Separate Admin and Front in codeigniter

Sohail picture Sohail · Sep 22, 2011 · Viewed 40.3k times · Source

What is the best way to separate admin and front-end for a website in codeigniter where as I was to use all libraries, models, helpers etc. in common, but only controllers and Views will be separate.

I want a more proper way, up for performance, simplicity, and sharing models and libraries etc.

Answer

Wesley Murch picture Wesley Murch · Sep 22, 2011

I highly suggest reading the methods outlined in this article by CI dev Phil Sturgeon:

http://philsturgeon.co.uk/blog/2009/07/Create-an-Admin-panel-with-CodeIgniter

My advice: Use modules for organizing your project.

https://bitbucket.org/wiredesignz/codeigniter-modular-extensions-hmvc/wiki/Home

Create a base controller for the front and/or backend.
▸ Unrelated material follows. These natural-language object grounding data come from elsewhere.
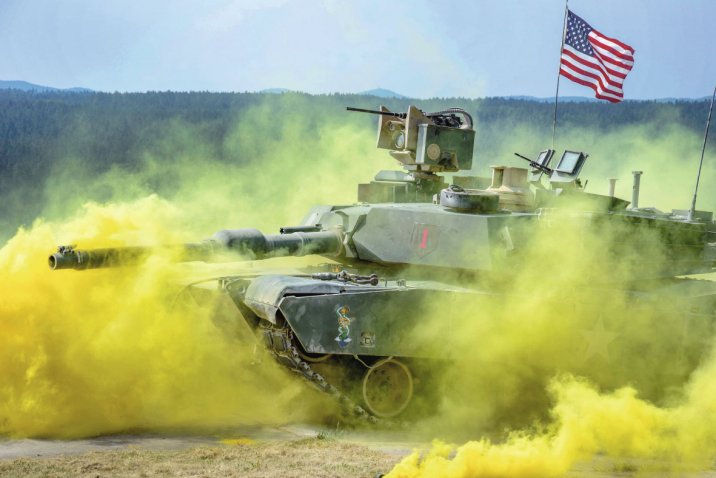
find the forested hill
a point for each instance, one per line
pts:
(43, 133)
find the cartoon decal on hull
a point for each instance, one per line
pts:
(344, 322)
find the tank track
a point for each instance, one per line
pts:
(280, 342)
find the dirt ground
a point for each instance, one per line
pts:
(293, 451)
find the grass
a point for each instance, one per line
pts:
(309, 457)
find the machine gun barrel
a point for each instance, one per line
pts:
(376, 112)
(246, 243)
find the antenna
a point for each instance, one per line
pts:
(703, 149)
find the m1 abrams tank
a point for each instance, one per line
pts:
(345, 327)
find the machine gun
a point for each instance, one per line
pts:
(228, 244)
(426, 143)
(446, 117)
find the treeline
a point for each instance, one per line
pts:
(40, 131)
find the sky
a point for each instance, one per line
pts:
(418, 48)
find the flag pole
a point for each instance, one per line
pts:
(703, 150)
(556, 94)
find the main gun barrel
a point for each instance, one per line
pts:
(224, 245)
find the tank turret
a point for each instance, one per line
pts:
(408, 228)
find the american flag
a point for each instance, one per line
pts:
(594, 60)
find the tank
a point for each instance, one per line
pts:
(413, 238)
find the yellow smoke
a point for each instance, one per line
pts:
(112, 350)
(578, 354)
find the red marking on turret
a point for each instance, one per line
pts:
(424, 242)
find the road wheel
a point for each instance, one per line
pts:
(387, 388)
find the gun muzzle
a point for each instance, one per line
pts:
(238, 243)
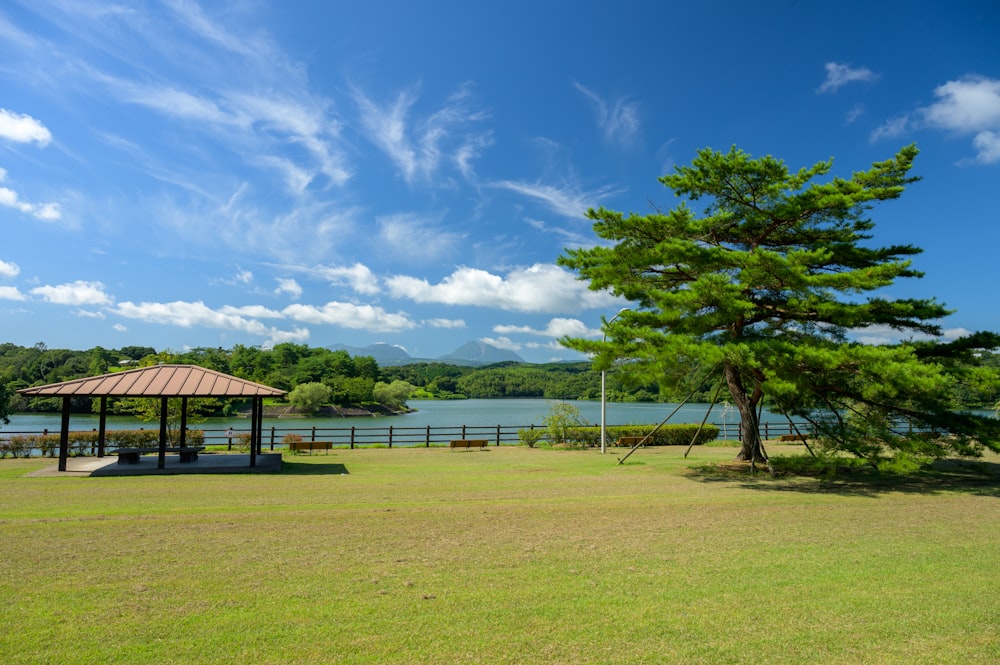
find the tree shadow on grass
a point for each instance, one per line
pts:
(945, 476)
(313, 469)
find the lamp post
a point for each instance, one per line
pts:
(604, 385)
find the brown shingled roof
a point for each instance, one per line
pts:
(158, 381)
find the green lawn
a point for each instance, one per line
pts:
(513, 555)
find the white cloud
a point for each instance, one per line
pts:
(358, 276)
(967, 106)
(252, 311)
(191, 314)
(856, 112)
(46, 212)
(557, 327)
(11, 293)
(22, 128)
(568, 202)
(892, 128)
(400, 234)
(9, 269)
(418, 146)
(289, 286)
(987, 145)
(349, 315)
(539, 288)
(619, 120)
(504, 343)
(446, 323)
(880, 335)
(838, 75)
(86, 314)
(75, 293)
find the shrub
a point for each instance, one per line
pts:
(530, 437)
(290, 438)
(667, 435)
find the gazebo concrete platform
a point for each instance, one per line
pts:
(206, 463)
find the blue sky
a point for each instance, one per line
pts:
(178, 173)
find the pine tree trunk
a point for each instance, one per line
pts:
(749, 421)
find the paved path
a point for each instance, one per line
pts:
(206, 463)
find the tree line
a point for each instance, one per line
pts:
(348, 380)
(359, 380)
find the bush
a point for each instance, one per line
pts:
(530, 437)
(667, 435)
(290, 438)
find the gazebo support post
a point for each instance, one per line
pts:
(102, 427)
(183, 439)
(64, 435)
(162, 462)
(253, 431)
(260, 427)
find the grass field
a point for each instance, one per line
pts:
(512, 555)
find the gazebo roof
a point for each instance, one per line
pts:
(157, 381)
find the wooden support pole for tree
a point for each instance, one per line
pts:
(102, 427)
(64, 435)
(162, 459)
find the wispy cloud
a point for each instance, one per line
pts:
(351, 316)
(74, 293)
(357, 276)
(880, 335)
(538, 288)
(289, 286)
(22, 128)
(556, 328)
(618, 119)
(839, 75)
(966, 106)
(401, 234)
(11, 293)
(9, 269)
(567, 201)
(419, 145)
(196, 314)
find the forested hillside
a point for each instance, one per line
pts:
(352, 379)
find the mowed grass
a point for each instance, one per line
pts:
(512, 555)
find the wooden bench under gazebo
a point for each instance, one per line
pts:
(163, 382)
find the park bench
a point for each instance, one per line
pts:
(469, 443)
(131, 455)
(296, 446)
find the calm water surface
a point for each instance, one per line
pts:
(477, 412)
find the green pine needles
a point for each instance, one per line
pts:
(766, 283)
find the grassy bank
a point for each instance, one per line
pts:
(506, 556)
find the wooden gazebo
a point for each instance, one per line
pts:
(158, 382)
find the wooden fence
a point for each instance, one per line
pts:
(392, 436)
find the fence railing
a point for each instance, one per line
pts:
(391, 436)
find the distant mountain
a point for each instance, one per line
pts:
(472, 353)
(480, 353)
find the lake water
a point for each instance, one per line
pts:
(433, 413)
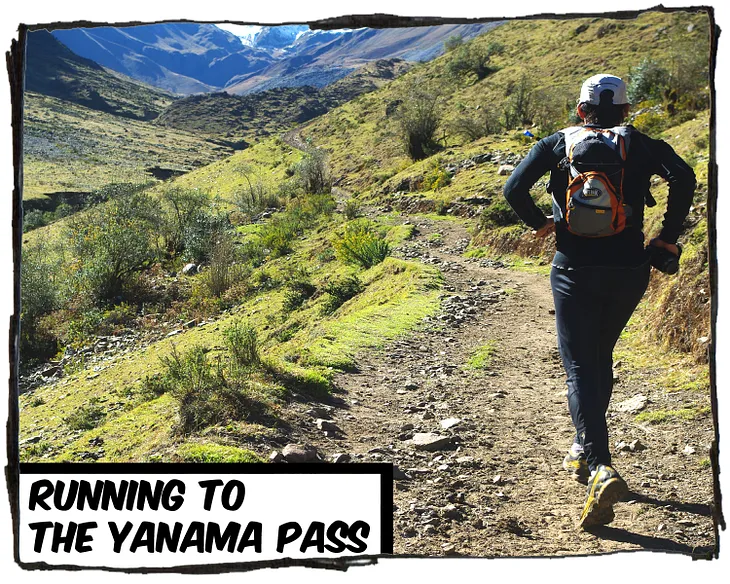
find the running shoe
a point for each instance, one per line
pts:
(576, 464)
(605, 489)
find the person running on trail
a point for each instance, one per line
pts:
(599, 181)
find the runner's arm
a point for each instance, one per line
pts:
(682, 182)
(517, 188)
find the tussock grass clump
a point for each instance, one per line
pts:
(361, 245)
(482, 356)
(242, 342)
(339, 291)
(298, 289)
(203, 394)
(352, 209)
(86, 417)
(216, 453)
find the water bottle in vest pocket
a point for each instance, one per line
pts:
(594, 201)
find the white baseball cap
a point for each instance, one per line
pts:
(594, 86)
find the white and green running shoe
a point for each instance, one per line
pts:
(605, 489)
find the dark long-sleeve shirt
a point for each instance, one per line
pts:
(646, 157)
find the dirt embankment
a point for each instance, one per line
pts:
(478, 450)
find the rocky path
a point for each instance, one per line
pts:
(478, 451)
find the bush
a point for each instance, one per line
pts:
(517, 109)
(436, 178)
(339, 291)
(39, 274)
(419, 117)
(312, 172)
(352, 209)
(242, 342)
(33, 220)
(649, 80)
(360, 245)
(111, 244)
(256, 196)
(483, 121)
(279, 232)
(473, 59)
(202, 233)
(298, 289)
(183, 209)
(222, 271)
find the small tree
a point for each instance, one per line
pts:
(111, 243)
(476, 124)
(312, 172)
(648, 80)
(474, 59)
(419, 117)
(183, 207)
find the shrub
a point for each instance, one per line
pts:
(473, 59)
(33, 219)
(650, 122)
(278, 234)
(339, 291)
(203, 232)
(39, 274)
(483, 121)
(242, 342)
(256, 196)
(436, 178)
(648, 80)
(312, 172)
(183, 208)
(360, 245)
(352, 209)
(63, 210)
(201, 390)
(298, 289)
(222, 271)
(517, 109)
(419, 117)
(111, 244)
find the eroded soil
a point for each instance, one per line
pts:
(496, 487)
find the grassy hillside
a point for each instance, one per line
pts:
(275, 248)
(69, 148)
(53, 70)
(554, 56)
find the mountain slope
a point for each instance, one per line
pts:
(53, 70)
(260, 114)
(179, 57)
(312, 62)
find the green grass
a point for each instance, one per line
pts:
(216, 453)
(70, 148)
(481, 357)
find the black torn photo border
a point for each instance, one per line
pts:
(718, 243)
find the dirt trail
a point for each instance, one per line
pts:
(496, 488)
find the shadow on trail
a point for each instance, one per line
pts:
(695, 508)
(649, 542)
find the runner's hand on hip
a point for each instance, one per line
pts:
(656, 242)
(546, 229)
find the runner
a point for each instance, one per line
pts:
(599, 180)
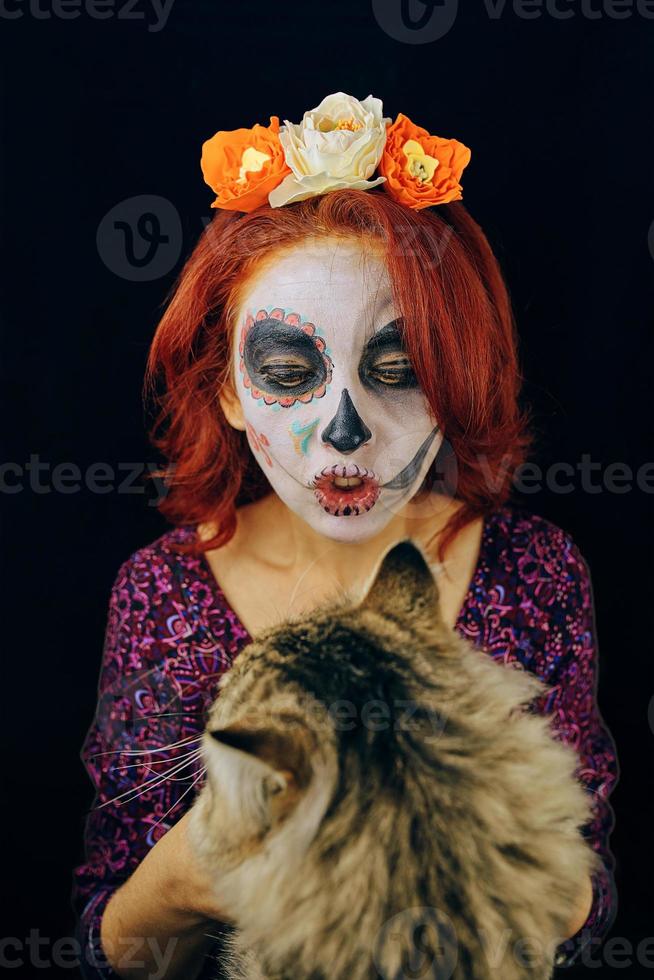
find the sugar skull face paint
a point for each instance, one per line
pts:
(333, 410)
(267, 337)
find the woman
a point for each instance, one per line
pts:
(340, 372)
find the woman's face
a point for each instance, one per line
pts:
(328, 398)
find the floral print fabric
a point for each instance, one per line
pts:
(171, 634)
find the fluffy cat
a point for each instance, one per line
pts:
(381, 801)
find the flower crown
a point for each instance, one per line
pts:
(339, 144)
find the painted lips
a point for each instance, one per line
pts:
(346, 490)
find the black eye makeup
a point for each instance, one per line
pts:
(283, 360)
(384, 363)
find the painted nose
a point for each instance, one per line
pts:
(347, 430)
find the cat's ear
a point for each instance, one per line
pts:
(403, 582)
(262, 771)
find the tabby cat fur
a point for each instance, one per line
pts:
(382, 799)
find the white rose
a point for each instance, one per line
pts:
(337, 144)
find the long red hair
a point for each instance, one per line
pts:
(458, 331)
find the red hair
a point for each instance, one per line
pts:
(458, 331)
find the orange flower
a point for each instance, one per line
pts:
(243, 165)
(420, 169)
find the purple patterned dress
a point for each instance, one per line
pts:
(171, 634)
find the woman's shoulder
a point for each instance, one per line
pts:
(157, 564)
(516, 529)
(535, 553)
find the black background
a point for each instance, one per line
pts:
(558, 115)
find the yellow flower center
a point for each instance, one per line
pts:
(419, 164)
(252, 160)
(351, 124)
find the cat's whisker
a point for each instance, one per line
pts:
(156, 762)
(195, 781)
(163, 748)
(150, 784)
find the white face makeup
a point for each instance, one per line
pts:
(333, 411)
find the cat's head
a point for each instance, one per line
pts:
(311, 706)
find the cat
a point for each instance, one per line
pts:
(382, 801)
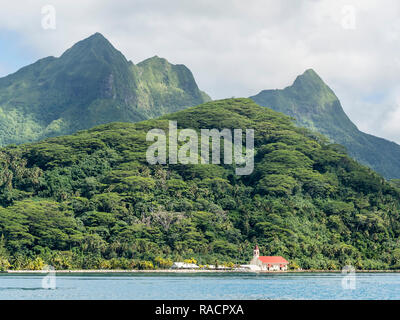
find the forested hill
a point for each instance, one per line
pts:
(315, 106)
(90, 84)
(90, 200)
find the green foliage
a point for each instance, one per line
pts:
(90, 200)
(90, 84)
(315, 106)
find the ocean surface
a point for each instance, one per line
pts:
(304, 286)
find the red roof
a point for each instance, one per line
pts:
(273, 260)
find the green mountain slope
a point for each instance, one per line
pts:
(314, 105)
(90, 84)
(90, 200)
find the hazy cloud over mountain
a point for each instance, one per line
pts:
(236, 48)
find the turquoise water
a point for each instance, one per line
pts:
(200, 287)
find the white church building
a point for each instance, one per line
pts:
(268, 263)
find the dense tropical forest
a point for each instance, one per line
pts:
(90, 200)
(315, 106)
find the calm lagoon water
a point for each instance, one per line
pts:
(201, 286)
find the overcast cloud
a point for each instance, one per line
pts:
(236, 48)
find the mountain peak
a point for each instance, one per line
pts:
(96, 38)
(309, 78)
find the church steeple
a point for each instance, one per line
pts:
(256, 252)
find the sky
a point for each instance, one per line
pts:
(233, 47)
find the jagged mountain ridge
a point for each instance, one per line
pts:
(90, 84)
(315, 106)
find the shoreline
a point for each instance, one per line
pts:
(188, 271)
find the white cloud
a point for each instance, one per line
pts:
(237, 48)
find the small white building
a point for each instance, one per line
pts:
(184, 265)
(249, 267)
(269, 263)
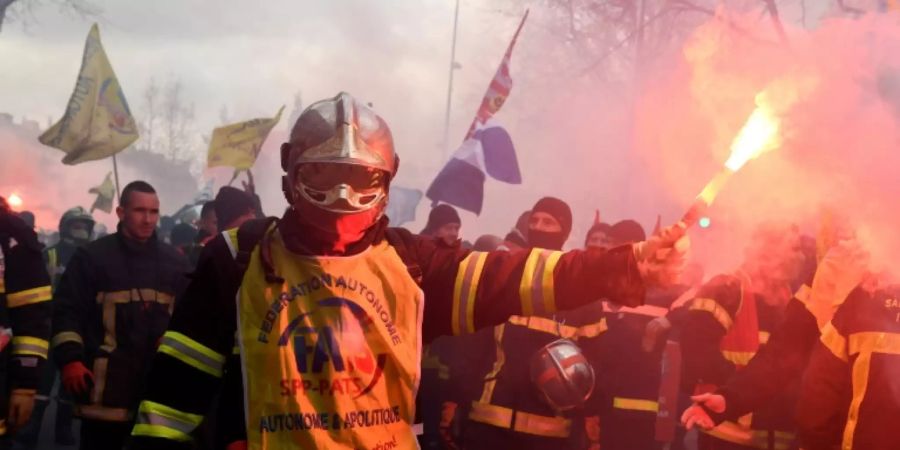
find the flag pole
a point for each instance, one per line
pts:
(116, 173)
(450, 81)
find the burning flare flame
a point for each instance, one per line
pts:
(759, 135)
(15, 201)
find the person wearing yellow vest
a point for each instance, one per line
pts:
(329, 308)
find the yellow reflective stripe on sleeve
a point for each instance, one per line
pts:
(875, 342)
(159, 431)
(739, 358)
(860, 379)
(465, 289)
(833, 341)
(66, 336)
(802, 294)
(231, 241)
(635, 404)
(192, 353)
(51, 261)
(547, 286)
(29, 297)
(158, 420)
(865, 344)
(520, 421)
(536, 290)
(550, 326)
(491, 378)
(711, 306)
(27, 345)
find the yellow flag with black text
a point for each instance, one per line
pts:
(97, 122)
(237, 145)
(105, 194)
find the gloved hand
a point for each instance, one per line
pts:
(697, 415)
(652, 332)
(237, 445)
(21, 403)
(662, 257)
(77, 379)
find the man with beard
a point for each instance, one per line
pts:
(330, 314)
(111, 307)
(727, 323)
(75, 229)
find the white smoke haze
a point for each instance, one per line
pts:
(596, 138)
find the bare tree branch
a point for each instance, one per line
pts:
(26, 11)
(849, 9)
(776, 20)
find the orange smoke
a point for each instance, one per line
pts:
(830, 104)
(15, 202)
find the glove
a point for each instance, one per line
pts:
(652, 332)
(77, 379)
(237, 445)
(698, 413)
(662, 257)
(21, 403)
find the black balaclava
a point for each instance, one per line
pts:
(440, 215)
(562, 213)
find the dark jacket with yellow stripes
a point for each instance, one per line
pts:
(707, 366)
(849, 395)
(632, 375)
(461, 298)
(507, 399)
(777, 367)
(112, 305)
(24, 307)
(56, 258)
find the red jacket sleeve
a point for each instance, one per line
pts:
(466, 291)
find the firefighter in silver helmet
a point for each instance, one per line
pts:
(331, 317)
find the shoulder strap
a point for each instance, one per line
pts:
(248, 236)
(404, 244)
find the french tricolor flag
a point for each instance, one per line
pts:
(487, 148)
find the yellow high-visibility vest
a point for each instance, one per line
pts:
(332, 356)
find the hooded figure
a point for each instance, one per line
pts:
(233, 207)
(330, 293)
(443, 223)
(549, 224)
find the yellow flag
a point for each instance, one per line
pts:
(97, 122)
(237, 145)
(105, 193)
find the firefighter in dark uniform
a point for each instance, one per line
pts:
(510, 409)
(729, 320)
(112, 305)
(849, 395)
(778, 366)
(331, 266)
(25, 306)
(75, 229)
(632, 373)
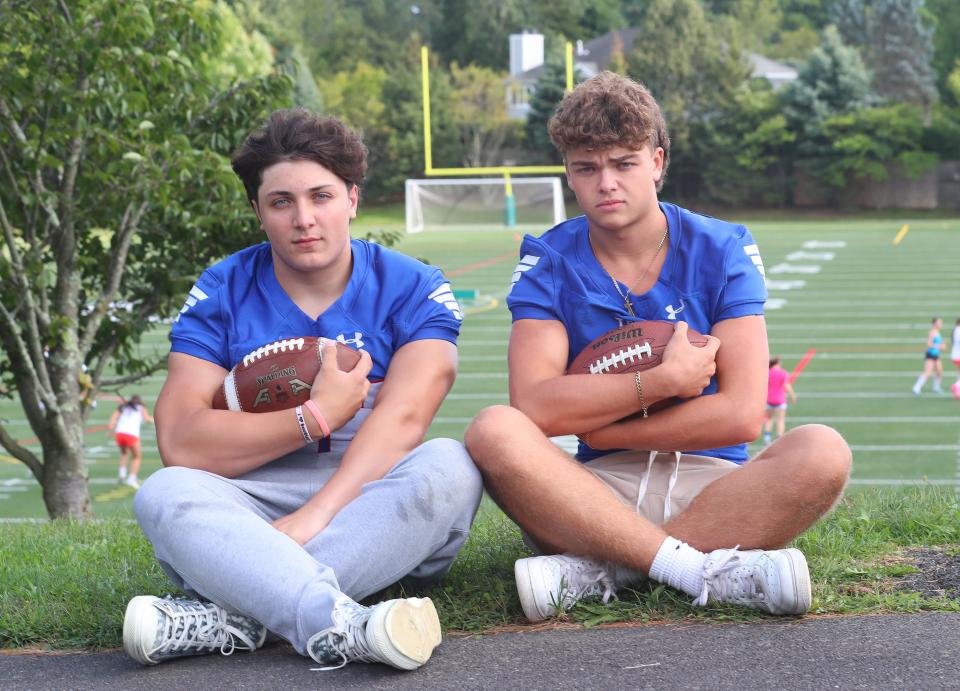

Something like this:

// core/MY_Controller.php
/**
 * Base Controller
 * 
 */ 
class MY_Controller extends CI_Controller {
                      // or MX_Controller if you use HMVC, linked above
    function __construct()
    {
        parent::__construct();
        // Load shared resources here or in autoload.php
    }
}

/**
 * Back end Controller
 * 
 */ 
class Admin_Controller extends MY_Controller {

    function __construct()
    {
        parent::__construct();
        // Check login, load back end dependencies
    }
}

/**
 * Default Front-end Controller
 * 
 */ 
class Public_Controller extends MY_Controller {

    function __construct()
    {
        parent::__construct();
        // Load any front-end only dependencies
    }
}

Back end controllers will extend Admin_Controller, and front end controllers will extend Public_Controller. The front end base controller is not really necessary, but there as an example, and can be useful. You can extend MY_Controller instead if you want.

Use URI routing where needed, and create separate controllers for your front end and back end. All helpers, classes, models etc. can be shared if both the front and back end controllers live in the same application.